Louafi Larbi / Reuters
Notably absent in this managed change of hands will be a credible attempt to allow Algerians to participate in the process. In some countries, that might be cause for outrage. But Algerians, politically fatigued, are putting democracy on the backburner.

It is easy to see why Algerians may not be clamoring for drastic political change. They remember Algeria's political unrest of the 1990s, after the military cancelled an Islamist electoral victory, giving way to an armed insurgency that killed hundreds of thousands. And in more recent times, many saw echoes of Algeria’s past within the Arab Spring’s aftermath: Libya’s ongoing civil war has no end in sight. Tunisia, with its triumphs and Nobel Peace Prize-worthy efforts at birthing a democracy, has experienced unprecedented violence. In Syria, the stalled revolution has cost thousands their lives and has encouraged the spread of the Islamic State (also called ISIS). Democracy may seem a worthwhile endeavor intellectually, but stability seems a safer bet.

Of course, austerity could change that calculation. If the financial measures fail to land as softly as planned, Algerians may indeed take to the streets. But if they do so, it will not be for a pie-in-the-sky objective: not for free and fair elections, greater decentralization, nor greater parliamentary power. It will be for their livelihoods.

In other words, although Algerian opposition parties warn of a repeat of the unrest seen throughout the 1990s and have called for democratic reforms, observers are skeptical. More likely is a continuation of the current system, in which opposition political parties are considered part of the theatrics: superficially challenging the deep state while being seen as largely co-opted. Meanwhile, the front these parties have formed—a coalition of Islamist, Berberist, Trotskyite parties, and regime defectors—offer few if any viable alternatives to Algeria’s political status quo, as they lack internal ideological alignment and have contradictory political goals.

A woman stands at the entrance of her door at the old city of Algiers Al Casbah, Algeria October 25, 2015.
A woman stands at the entrance of her door at the old city of Algiers Al Casbah, Algeria October 25, 2015. 
Zohra Bensemra / Reuters
That few viable alternatives to the establishment exist undoubtedly contributes to Algeria’s wider political disillusionment. But for many, it also underscores the notion that political jockeying, democratization efforts, and reform movements are distractions from the more important need to address social and economic grievances.

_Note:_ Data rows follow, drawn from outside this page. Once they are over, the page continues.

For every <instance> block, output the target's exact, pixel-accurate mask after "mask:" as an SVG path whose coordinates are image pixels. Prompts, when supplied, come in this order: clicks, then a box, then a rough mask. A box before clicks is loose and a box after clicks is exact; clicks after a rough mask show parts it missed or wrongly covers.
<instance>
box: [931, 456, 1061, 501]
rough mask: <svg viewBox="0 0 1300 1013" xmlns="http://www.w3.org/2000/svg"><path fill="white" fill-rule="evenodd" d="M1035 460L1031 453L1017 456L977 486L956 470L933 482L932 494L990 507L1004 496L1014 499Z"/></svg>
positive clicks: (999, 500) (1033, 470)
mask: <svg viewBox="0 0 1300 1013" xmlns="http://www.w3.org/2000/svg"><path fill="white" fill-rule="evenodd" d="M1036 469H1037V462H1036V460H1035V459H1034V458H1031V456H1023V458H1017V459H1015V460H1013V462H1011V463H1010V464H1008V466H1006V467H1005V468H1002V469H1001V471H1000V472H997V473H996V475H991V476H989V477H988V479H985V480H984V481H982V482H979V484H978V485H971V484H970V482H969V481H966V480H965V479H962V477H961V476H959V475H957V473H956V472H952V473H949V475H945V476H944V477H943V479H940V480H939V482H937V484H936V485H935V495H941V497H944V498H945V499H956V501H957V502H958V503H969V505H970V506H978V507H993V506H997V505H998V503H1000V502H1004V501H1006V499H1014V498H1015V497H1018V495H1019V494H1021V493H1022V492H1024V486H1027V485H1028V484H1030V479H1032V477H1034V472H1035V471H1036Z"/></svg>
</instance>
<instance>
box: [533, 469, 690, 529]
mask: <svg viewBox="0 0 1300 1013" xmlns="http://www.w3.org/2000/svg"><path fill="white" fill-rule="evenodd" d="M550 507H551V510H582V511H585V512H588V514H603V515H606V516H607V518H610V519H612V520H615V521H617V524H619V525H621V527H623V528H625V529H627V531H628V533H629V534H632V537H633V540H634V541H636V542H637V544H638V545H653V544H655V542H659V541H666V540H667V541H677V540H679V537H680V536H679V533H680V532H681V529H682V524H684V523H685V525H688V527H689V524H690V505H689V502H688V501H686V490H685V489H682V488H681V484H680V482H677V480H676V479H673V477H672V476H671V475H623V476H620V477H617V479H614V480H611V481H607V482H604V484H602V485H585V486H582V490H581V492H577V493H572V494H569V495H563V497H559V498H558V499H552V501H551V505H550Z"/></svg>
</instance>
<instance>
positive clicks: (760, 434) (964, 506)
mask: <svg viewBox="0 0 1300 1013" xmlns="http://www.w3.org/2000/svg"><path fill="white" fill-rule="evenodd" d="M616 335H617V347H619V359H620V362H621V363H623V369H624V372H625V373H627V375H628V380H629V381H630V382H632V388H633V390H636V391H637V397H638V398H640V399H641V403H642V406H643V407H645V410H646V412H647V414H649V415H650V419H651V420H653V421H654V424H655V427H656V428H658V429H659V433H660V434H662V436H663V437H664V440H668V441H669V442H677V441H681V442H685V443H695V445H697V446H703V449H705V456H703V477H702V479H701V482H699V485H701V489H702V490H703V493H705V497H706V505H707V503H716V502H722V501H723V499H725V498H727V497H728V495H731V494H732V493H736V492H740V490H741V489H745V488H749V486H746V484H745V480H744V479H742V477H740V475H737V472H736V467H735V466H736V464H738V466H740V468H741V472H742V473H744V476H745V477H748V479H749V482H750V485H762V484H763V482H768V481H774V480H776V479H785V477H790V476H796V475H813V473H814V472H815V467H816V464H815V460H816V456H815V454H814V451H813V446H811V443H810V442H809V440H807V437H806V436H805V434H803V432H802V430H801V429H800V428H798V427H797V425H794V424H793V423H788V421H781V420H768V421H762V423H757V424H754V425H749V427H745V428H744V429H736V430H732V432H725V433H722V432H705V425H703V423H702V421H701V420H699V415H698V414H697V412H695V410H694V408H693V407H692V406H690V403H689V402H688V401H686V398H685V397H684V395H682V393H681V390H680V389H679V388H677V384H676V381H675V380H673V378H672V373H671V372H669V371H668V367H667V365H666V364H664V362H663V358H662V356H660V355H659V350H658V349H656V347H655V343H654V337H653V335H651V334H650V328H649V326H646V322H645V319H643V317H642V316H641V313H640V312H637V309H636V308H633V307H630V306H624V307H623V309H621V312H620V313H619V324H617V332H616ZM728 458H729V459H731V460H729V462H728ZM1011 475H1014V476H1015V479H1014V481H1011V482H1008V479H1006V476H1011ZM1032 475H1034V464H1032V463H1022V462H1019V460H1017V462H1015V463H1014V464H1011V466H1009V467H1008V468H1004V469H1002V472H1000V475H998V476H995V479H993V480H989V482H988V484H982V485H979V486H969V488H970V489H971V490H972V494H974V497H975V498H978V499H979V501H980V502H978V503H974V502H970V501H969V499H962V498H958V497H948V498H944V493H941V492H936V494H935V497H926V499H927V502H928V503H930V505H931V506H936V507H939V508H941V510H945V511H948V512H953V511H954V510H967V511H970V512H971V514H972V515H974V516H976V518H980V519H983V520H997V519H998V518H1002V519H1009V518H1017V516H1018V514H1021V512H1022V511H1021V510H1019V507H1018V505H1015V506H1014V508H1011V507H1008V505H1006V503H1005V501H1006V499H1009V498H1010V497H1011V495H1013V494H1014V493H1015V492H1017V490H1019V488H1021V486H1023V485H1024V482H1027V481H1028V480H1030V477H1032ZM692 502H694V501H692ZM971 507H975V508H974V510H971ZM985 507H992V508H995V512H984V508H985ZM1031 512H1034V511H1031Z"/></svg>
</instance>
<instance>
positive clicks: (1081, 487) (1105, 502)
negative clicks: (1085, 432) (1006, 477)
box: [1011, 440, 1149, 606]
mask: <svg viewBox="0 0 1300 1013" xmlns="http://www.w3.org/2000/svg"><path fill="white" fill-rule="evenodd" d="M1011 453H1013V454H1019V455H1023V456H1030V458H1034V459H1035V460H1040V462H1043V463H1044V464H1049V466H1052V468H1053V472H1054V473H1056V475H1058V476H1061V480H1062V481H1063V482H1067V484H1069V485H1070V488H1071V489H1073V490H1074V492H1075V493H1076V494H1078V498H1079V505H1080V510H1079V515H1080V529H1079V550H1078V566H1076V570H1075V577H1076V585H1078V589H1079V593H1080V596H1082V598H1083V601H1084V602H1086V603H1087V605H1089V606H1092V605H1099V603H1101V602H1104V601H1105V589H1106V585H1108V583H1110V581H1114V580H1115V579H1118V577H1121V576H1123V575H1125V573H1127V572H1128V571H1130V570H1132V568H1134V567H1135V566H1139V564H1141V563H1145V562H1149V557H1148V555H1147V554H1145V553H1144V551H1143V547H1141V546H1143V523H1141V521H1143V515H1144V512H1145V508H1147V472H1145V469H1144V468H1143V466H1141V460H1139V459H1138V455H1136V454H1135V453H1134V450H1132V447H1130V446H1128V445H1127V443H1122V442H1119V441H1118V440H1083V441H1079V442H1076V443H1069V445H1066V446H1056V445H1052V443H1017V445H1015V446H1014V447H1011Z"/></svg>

The idea that citizens prefer survival, stability, and comfort above democracy is not new, but the concept is still a hard one for U.S. sensibilities to stomach. And within Bouteflika’s Algeria, the widespread sense is “mwalfa kheir men talfa,” a rhyme in Algerian Arabic that more or less means, “better the devil you know.” Algerian society is lukewarm to the prospect of a managed succession, and is even less willing to believe that true multi-party democracy could flourish instead. The risks are far too high, and the rewards too unlikely.